Ruchi Sharma, Naveena Preethi, Amit Sidana


Tooth movement by orthodontic force application includes remodeling changes in dental and surrounding investing tissues, dental pulp, periodontal ligament, alveolar bone, and gingiva. These tissues, when exposed to varying degrees of magnitude, frequency, and duration of applied force, undergo various macroscopic and microscopic changes. Orthodontic tooth movement differs markedly from physiological dental drift or tooth eruption that is characterized by the abrupt creation of compression and tension regions in the periodontal ligament. Orthodontic tooth movement can occur rapidly or slowly, depending on the physical characteristics of the applied force, and the subsequent biological response of the periodontal ligament. These force-induced strains alter the periodontal ligament’s vascularity and blood flow, resulting in local synthesis and release of various keymolecules, such as neurotransmitters, cytokines, growth factors, colony-stimulating factors, and arachidonic acid metabolites. These molecules can evoke many cellular responses by various cell types in and around teeth, providing a favorable microenvironment for tissue deposition or resorption. Studies in the early 20th century mainly analyzed the histological changes in paradental tissues after tooth movement.
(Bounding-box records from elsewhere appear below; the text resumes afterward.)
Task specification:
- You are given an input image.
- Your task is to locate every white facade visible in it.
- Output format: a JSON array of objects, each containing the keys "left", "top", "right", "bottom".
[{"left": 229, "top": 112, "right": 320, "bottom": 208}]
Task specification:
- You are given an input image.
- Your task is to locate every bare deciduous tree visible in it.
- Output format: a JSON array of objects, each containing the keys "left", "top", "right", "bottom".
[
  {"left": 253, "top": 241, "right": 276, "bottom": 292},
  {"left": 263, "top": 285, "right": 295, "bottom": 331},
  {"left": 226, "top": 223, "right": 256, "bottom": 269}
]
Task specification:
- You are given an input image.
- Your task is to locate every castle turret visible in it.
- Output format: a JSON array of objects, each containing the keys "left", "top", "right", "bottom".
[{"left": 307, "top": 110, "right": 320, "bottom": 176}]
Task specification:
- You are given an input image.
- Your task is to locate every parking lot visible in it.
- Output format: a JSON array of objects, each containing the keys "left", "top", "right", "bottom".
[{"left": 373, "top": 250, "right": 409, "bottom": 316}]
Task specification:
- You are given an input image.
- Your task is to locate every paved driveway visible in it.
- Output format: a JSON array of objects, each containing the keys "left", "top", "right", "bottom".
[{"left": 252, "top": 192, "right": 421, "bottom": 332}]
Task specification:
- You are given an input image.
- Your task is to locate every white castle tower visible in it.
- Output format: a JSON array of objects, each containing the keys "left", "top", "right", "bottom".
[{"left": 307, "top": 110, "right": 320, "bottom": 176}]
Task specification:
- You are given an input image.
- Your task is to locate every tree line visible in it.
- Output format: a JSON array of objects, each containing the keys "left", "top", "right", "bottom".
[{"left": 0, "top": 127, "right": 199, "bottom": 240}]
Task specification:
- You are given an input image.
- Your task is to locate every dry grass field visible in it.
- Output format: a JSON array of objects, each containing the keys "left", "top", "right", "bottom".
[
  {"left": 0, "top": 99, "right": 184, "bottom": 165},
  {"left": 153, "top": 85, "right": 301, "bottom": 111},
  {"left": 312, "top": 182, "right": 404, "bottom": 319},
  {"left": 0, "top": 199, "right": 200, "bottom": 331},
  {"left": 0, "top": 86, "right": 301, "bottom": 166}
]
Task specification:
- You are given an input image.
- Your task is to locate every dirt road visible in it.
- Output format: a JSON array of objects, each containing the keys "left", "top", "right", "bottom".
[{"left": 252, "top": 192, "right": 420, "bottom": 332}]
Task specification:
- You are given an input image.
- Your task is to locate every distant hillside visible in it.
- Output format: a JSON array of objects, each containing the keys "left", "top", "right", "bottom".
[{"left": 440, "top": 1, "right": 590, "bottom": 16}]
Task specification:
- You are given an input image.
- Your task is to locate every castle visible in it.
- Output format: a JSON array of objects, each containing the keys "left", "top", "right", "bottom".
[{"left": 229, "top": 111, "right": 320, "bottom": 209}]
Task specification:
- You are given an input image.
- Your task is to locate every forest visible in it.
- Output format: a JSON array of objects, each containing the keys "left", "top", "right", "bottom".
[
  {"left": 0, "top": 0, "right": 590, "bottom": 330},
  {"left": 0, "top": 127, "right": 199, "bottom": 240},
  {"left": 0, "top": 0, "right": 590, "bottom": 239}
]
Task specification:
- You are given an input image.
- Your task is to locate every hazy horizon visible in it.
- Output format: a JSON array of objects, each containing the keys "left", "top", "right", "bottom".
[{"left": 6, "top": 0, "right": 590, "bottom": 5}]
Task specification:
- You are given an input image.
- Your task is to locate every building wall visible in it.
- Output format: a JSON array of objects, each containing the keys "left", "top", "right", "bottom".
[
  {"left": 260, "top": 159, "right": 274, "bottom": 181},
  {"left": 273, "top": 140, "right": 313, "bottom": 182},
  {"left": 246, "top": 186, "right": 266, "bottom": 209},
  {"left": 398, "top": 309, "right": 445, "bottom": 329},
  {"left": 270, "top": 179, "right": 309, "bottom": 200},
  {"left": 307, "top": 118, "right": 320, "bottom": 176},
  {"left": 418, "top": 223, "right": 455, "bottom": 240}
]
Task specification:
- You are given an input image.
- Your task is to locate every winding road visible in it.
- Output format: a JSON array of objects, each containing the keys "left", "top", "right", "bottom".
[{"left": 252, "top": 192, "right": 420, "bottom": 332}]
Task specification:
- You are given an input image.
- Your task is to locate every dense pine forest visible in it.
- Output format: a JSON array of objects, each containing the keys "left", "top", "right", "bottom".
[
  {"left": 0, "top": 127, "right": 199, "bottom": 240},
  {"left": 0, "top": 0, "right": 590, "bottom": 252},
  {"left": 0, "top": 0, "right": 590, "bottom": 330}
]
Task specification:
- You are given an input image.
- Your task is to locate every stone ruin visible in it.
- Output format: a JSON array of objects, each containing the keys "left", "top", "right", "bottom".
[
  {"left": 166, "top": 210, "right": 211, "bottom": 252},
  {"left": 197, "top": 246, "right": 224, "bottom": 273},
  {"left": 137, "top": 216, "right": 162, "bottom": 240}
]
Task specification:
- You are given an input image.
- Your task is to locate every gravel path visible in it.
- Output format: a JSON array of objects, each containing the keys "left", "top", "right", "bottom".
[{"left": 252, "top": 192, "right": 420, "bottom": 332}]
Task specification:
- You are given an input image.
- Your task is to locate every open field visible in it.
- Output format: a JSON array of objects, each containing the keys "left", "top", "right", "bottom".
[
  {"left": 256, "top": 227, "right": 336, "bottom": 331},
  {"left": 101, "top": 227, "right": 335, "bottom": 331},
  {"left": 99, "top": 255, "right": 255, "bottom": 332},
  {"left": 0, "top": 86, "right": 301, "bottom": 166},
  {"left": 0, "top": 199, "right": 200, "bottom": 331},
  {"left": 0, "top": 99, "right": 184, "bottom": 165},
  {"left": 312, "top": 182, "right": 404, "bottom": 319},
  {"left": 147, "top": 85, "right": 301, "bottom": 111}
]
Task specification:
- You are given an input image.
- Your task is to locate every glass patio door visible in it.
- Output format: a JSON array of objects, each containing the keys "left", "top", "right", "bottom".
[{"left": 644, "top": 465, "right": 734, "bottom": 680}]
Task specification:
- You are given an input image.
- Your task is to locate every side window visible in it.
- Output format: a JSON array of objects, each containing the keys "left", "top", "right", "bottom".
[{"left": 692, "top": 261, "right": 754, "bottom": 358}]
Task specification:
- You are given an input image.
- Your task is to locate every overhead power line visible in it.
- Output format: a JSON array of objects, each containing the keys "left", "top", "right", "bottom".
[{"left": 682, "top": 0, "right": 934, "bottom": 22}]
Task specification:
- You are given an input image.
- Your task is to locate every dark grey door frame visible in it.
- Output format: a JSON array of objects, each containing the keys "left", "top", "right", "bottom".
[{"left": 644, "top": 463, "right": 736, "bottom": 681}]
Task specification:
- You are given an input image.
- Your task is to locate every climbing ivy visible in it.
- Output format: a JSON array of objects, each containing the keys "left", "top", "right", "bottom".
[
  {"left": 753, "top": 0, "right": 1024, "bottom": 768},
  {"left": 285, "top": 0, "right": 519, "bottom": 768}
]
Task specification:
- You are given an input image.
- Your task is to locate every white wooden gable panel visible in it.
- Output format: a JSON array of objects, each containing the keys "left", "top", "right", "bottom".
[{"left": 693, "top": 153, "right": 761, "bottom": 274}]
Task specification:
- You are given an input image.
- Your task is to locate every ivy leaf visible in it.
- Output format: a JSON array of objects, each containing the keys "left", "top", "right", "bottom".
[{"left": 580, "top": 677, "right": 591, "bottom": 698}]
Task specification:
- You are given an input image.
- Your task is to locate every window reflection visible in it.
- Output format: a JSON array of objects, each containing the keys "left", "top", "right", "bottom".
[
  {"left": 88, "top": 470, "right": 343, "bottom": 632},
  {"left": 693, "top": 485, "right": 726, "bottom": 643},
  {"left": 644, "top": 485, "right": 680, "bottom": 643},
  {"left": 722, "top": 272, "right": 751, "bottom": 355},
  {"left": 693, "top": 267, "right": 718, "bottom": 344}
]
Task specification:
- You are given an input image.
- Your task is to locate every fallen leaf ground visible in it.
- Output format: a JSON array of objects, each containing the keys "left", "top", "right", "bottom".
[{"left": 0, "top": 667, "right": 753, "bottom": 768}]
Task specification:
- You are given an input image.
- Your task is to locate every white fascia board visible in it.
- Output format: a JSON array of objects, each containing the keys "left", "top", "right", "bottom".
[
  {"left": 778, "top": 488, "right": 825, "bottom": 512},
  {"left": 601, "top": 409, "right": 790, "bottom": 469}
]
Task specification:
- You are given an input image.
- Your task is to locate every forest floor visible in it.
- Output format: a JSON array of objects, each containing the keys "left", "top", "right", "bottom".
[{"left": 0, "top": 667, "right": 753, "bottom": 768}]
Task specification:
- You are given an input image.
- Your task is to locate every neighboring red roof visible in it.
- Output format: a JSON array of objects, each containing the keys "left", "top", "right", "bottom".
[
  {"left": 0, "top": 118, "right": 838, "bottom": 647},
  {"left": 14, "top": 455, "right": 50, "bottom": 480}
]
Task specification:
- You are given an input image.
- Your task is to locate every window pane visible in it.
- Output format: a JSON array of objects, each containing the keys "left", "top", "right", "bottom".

Those studies showed extensive cellular activities in the mechanically stressed periodontal ligament involving fibroblasts, endothelial cells, osteoblasts, osteocytes, and endosteal cells. Current literature has a vast data on molecular responses to orthodontic force. Therefore, the focus of this review is on the in-depth analysis of neurological mechanisms involved in the causation of orthodontic tooth movement.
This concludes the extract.